# Matrix (2 actually)

1. Sep 23, 2008

### Melawrghk

1. The problem statement, all variables and given/known data
#1. Solve the system:
3cos(a) + cos(b) +5sin(2a)=2
cos(a)=cos(b)+sin(2a)
7cos(a) + 13sin(2a)=-7cos(b)

3. The attempt at a solution
#1. I decided to substitute variables for sines and cosines. So I made cos(a) = x, cos(b)=y and sin(2a)=z, as a result of which, my equations now look like:
3x+y+5z=2
x-y-z=0
7z+7y+13z=0
after which I created the matrix, here is a picture of how I solved it. So I got -3/8 for "x" and entered it (it only asks for cos(a)), but it tells me I'm wrong. Am I being dumb and making some obvious error? Because I entered all equations with variable values into my calculator and they work out...

Thanks...

Last edited by a moderator: Sep 24, 2008
2. Sep 24, 2008

### HallsofIvy

Staff Emeritus
"cos" has no value! Do you mean cos(a) or cos(b)?

You can't do that. cos(a) and sin(2a) are not independent. sin(2a)= 2sin(a)cos(a)
Are you sure the system has a solution? There are 3 equations in only two variables, a and b.

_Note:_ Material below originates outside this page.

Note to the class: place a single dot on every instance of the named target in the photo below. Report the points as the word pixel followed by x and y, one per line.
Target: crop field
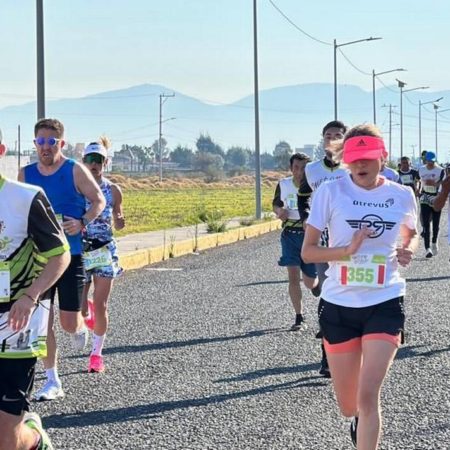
pixel 155 207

In order to have a solution one equation must be dependent on the other two. (Not necessarily linearly dependent- perhaps through a trig identity.)
I think I would be inclined to solve the second equation for cos(b): cos(b)= cos(a)- sin(2a) and then substitute that into the first and third equations. Now you have two equations for the single variable, a. The third equation looks like it should become especially simple. Again, that is possible only if the two equations are dependent.